Steaks can be eaten virtually raw. Any bacteria are on the surface and are killed off by searing the meat properly on both sides, which also helps seal in the juices.

I just love rare fillet steak.
 
If you're including non-mammals, Phil, then oysters are eaten raw, and a Dutch speciality is fresh raw herring. Inuit (previously Eskimo before MPCD - mad political correctness disease - struck) eat seal meat raw, and there is a fairly ghastly Egyptian practice of eating monkey brains directly from live monkeys. Well, dying monkeys, is probably more correct.

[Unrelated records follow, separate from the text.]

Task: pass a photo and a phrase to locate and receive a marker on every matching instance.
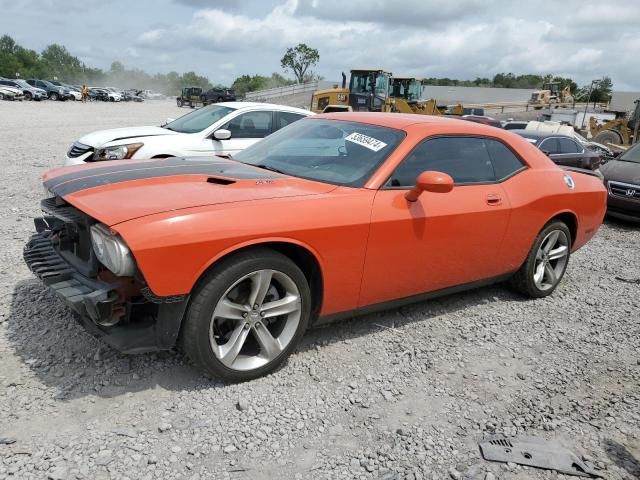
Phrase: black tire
(608, 136)
(523, 280)
(195, 333)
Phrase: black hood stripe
(124, 171)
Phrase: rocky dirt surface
(404, 394)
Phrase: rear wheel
(247, 315)
(608, 136)
(546, 263)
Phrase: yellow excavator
(622, 130)
(376, 90)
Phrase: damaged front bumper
(101, 306)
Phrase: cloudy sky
(458, 39)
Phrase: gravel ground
(404, 394)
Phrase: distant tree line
(56, 61)
(600, 93)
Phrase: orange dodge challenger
(333, 215)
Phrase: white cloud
(464, 39)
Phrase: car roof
(263, 106)
(403, 120)
(536, 134)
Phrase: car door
(571, 153)
(246, 129)
(442, 239)
(552, 147)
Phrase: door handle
(493, 199)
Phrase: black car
(562, 149)
(54, 92)
(622, 179)
(216, 95)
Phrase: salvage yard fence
(277, 92)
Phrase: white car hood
(101, 137)
(15, 90)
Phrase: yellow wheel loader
(376, 90)
(550, 94)
(622, 130)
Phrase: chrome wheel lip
(252, 318)
(551, 260)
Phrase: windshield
(200, 119)
(330, 151)
(409, 89)
(631, 155)
(362, 82)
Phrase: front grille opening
(78, 149)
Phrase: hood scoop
(220, 181)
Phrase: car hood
(121, 190)
(621, 171)
(15, 90)
(99, 138)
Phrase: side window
(466, 159)
(568, 146)
(550, 145)
(504, 160)
(251, 125)
(287, 118)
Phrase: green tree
(60, 63)
(602, 91)
(299, 59)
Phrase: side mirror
(222, 134)
(430, 181)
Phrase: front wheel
(247, 315)
(546, 263)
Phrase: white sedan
(222, 128)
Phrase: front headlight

(If I remember an awful film on foul things done to animals, the monkey is led under a table where the top opens into two halves, with a hole in the middle. The two halves of the table close, with the hapless monkey's head poking out of the hole, while its body is left dangling underneath. Some sort of gigantic pincers pinch off the top of the monkey's head, and the diners dig into the skull with spoons, scooping out the brains, bloody, warm, and raw. I don't know who thinks these things up, but I wouldn't mind pincing off the top of their head, too.)

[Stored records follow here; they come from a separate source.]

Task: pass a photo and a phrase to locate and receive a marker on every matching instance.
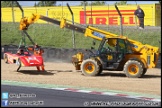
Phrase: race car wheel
(19, 63)
(5, 58)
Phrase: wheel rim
(89, 67)
(133, 69)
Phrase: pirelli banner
(97, 15)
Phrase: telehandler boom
(115, 53)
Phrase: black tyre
(90, 67)
(133, 69)
(5, 58)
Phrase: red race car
(23, 58)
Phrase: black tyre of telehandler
(90, 67)
(133, 69)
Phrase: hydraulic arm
(147, 53)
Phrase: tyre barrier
(58, 54)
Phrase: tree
(8, 4)
(46, 3)
(121, 3)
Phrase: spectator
(140, 14)
(38, 51)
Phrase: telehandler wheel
(19, 64)
(133, 69)
(5, 58)
(90, 67)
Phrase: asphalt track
(58, 98)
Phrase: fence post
(121, 27)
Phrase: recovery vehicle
(115, 53)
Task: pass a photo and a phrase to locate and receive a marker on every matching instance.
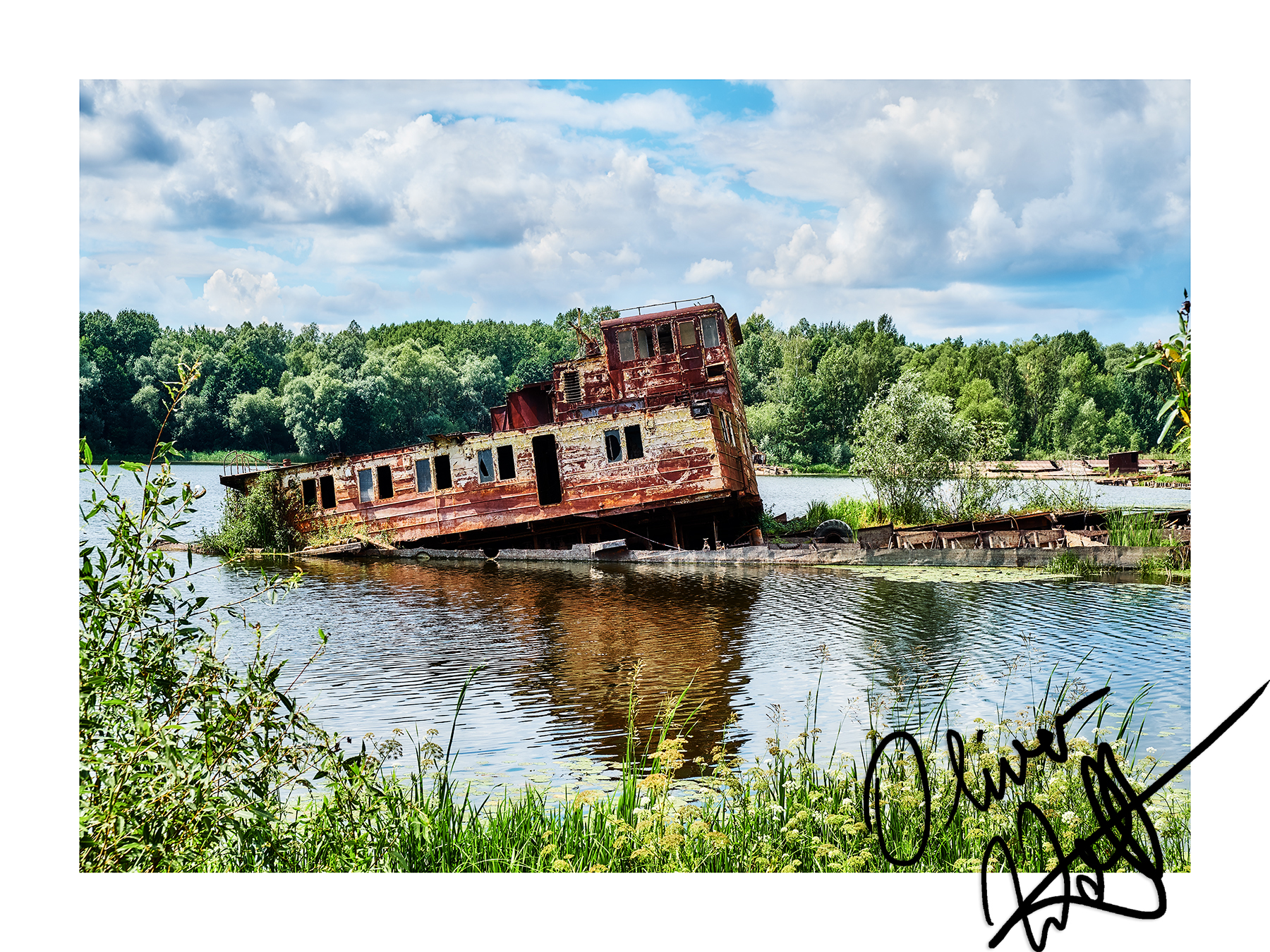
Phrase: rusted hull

Plenty of indigenous tribes from various countries eat their catch of the day raw, whether it's small deer, monkeys, or whatever. The problem is that in dank jungle/rainforest conditions, it's bloody difficult to light fires, and meat would soon go rotten in such conditions, so it's eyes down, look in, and bon appetit!

Steak Tartare (also Steak Tartar, Tartare Steak, or Tartar Steak) is minced raw beef steak with finely chopped raw onions, seasonings, and a raw egg, all mixed together and served usually as a main dish. I've had it a couple of times - the first time it was excellent, the second time it felt a bit greasy, and I didn't finish it.